NAIROBI, Kenya (AP) — Adan Garar, a suspected al-Shabab extremist killed in a U.S. drone strike in Somalia, acquired and smuggled into Kenya the weapons used by four gunmen in the Westgate Mall terror strike, a Kenyan intelligence report said. Sixty-seven people died in the September, 2013 attack.
Garar was identified from CCTV footage at a bank, where he and another suspect, Abdikadir Haret, had gone to meet a man who sold them the car used to bring the gunmen to the mall.
The Pentagon confirmed Wednesday that Garar was killed on March 12 when a U.S. drone attacked a vehicle he was riding in in Somalia. The Pentagon statement said his death dealt a significant blow to al-Shabab.
Garar, also known as Adan Ahmed Issaq, did not fit in the natural mold of an al-Shabab operative. He did not fight on the frontline, nor did he hold any title in the group until after the Westgate attack, when he was promoted to unit leader or commander, the report said.
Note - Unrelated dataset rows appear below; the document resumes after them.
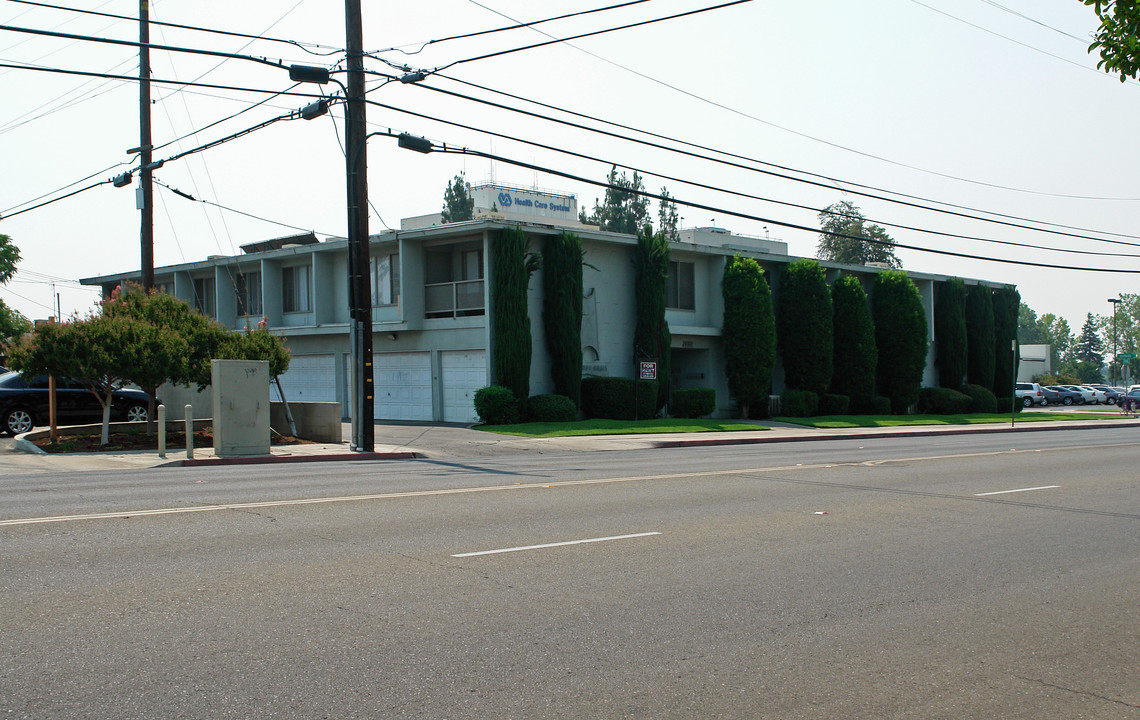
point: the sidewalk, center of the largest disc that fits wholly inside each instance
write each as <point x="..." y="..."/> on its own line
<point x="407" y="441"/>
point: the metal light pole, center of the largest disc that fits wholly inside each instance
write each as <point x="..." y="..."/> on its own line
<point x="1116" y="302"/>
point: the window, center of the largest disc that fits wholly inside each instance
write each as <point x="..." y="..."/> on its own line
<point x="247" y="286"/>
<point x="385" y="279"/>
<point x="295" y="288"/>
<point x="680" y="294"/>
<point x="204" y="296"/>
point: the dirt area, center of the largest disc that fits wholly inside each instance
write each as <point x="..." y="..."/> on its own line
<point x="138" y="440"/>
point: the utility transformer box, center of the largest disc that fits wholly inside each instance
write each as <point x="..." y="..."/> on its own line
<point x="241" y="407"/>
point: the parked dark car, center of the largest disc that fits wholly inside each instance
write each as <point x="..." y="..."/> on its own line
<point x="24" y="403"/>
<point x="1067" y="397"/>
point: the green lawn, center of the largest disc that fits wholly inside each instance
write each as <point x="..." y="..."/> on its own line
<point x="619" y="427"/>
<point x="897" y="420"/>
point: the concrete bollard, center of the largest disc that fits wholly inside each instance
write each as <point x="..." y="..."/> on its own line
<point x="162" y="431"/>
<point x="189" y="432"/>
The report said that before Westgate, Garar was used by al-Shabab to move people, weapons and explosives into Kenya. Little is known about his early life growing up in Somalia. But around 2012, the report said, Garar sneaked into Kenya to illegally acquire Kenyan identification papers in the eastern town of Garissa.
The report said that he was assisted by an alleged member of an al-Shabab sleeper-cell in Garissa, Abdqadir Ahmed Buul. Buul has been linked to a bus bombing in the city that killed seven people in 2012.
Officials have said that Garar returned to Kenya in early September 2013 to finalize travel and accommodation for attackers who moved from Somalia to Uganda, then sneaked into Kenya.
On the day of the attack, Garar travelled with Haret to the Kenyan border town of Mandera and sneaked back into Somalia. From there, they were in constant communication with the attackers during the siege, the report said.